The NYT is wrong: Email is still relevant
(MoneyWatch) COMMENTARY I frequently rail against email, and I often dispense advice on how to manage your inbox more efficiently. But any criticism I have for email comes from a place of, well, love -- modern business simply could not function without it.
That's why I disagree with Nick Bilton's recent assessment in The New York Times that email is an obsolete form of communication. He writes:
This month alone, I received more than 6,000 e-mails. That doesn't include spam, notifications or daily deals, either. With all those messages, I have no desire to respond to even a fraction of them.
On that we can agree. Managing email is a hassle, and sometimes it can lower, not raise, productivity. We'd all rather be doing whatever it is we do for a living rather than answering email. For example, I estimate that I spend about half my day on email. When I tell people that I'm a writer, I don't mean a writer of email. But that's often what it feels like.
In fact, a recent report on Internet usage claims that on average corporate employees send and exchange about 105 emails a day. But where Bilton and I depart is his view that "something is terribly wrong with e-mail"; nor do I share his belief that email is dysfunctional beyond repair.
Here's why: These days, email is our job. And I don't mean that in some snide or sarcastic way. Email is simply about communicating, and it's strange to complain that you hate to communicate, especially if it's integral to your work.
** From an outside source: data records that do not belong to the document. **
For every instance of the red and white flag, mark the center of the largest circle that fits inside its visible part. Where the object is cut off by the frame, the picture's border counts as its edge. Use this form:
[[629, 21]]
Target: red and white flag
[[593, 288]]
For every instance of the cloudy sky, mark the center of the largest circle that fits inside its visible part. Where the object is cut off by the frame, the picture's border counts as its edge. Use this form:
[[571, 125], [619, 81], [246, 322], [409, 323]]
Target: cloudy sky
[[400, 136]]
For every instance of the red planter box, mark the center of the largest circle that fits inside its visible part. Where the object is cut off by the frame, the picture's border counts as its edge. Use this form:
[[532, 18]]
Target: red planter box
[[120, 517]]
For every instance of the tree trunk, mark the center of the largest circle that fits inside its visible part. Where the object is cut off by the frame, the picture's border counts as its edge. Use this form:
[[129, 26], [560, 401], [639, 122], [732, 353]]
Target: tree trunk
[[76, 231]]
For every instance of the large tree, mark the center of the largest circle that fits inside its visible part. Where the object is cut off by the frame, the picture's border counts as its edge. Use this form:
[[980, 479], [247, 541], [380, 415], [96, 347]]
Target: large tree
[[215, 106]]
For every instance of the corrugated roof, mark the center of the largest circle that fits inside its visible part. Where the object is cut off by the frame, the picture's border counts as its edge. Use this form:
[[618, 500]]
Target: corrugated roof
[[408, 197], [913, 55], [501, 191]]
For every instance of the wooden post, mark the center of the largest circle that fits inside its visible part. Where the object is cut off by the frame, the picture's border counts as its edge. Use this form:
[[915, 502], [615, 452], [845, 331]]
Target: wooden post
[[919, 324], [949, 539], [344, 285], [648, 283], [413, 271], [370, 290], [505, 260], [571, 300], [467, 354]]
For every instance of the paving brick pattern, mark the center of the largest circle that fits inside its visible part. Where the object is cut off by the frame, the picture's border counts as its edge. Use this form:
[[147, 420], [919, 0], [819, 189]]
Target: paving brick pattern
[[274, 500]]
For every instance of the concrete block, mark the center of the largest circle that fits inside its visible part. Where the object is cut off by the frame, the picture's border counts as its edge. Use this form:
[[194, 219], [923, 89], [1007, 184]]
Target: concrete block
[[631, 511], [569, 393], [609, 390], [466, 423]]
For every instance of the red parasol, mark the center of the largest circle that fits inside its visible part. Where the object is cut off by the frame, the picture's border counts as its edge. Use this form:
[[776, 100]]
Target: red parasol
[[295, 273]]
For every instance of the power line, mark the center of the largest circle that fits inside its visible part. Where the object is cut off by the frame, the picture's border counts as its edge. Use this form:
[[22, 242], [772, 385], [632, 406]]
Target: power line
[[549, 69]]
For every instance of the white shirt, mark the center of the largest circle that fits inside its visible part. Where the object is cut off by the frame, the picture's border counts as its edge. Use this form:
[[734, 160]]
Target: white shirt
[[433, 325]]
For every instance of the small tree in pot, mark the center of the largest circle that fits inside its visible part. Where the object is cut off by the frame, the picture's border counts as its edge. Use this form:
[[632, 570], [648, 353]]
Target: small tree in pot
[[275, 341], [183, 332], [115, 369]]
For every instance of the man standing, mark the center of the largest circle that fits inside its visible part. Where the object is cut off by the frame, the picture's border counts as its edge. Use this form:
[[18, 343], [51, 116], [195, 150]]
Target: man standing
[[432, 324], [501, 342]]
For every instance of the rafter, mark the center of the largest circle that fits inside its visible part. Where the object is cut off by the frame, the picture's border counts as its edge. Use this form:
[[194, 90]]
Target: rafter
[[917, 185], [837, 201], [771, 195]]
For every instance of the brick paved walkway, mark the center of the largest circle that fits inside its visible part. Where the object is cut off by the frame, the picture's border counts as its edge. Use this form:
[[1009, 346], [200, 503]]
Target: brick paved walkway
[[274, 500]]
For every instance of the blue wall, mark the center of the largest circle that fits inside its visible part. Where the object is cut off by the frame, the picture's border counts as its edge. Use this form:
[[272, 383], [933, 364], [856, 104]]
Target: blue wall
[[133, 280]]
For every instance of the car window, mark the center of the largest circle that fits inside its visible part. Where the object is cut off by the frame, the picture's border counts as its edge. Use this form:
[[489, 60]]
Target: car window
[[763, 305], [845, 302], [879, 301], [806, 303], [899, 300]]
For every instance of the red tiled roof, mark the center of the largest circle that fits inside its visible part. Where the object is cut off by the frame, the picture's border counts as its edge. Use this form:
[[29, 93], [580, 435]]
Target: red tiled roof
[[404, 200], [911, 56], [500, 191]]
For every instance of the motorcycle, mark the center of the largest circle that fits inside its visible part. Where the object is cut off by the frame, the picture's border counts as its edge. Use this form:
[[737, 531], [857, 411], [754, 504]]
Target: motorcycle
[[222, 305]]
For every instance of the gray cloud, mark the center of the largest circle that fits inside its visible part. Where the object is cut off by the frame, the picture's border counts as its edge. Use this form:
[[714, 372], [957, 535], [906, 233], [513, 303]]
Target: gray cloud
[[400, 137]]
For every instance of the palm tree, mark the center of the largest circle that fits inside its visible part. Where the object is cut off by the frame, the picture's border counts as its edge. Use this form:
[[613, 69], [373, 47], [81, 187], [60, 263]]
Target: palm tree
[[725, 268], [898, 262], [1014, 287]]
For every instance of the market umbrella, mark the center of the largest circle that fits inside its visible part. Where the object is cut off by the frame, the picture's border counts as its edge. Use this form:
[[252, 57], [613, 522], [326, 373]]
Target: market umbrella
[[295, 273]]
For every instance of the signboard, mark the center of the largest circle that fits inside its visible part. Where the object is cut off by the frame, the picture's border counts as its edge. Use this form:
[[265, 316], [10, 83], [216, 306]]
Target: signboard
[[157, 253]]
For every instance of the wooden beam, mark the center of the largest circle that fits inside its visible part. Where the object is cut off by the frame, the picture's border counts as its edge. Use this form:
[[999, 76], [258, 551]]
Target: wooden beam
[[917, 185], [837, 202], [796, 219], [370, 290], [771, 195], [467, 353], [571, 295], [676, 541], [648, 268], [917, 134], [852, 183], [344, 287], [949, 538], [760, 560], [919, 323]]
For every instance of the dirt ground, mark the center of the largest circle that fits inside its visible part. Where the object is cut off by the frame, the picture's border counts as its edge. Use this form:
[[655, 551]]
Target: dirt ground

In other words, I don't complain that I have 100 conversations with people in the office every day, a Sisyphean task given that I'm going to have another hundred conversations tomorrow. Of course not -- talking is as necessary to getting my job done as breathing.
The only difference with email is that it's better than talking -- it's, to use a fancy term, asynchronous. I can do it anytime, even when Mark from Product or Sally from Sales isn't at their desk. And it leaves a permanent record of your conversation in writing, so there's never any ambiguity about what anyone said.
Bilton makes the point that the younger generation has evolved past email, using tools like Facebook and Twitter to carry on conversations instead. Sure, that's fine for casual, social conversations. But mark my words (I say, like an old person): When these young people get jobs, they'll be using email like the rest of us. Because at the end of the day email is absolutely necessary for what we do. There's no better tool for the job, either. (Just ask Google Wave.)
All that said, as I was finishing this piece I told my teenaged daughter about this very blog post I was writing. She nodded knowingly and said: "I use email when I talk to old people."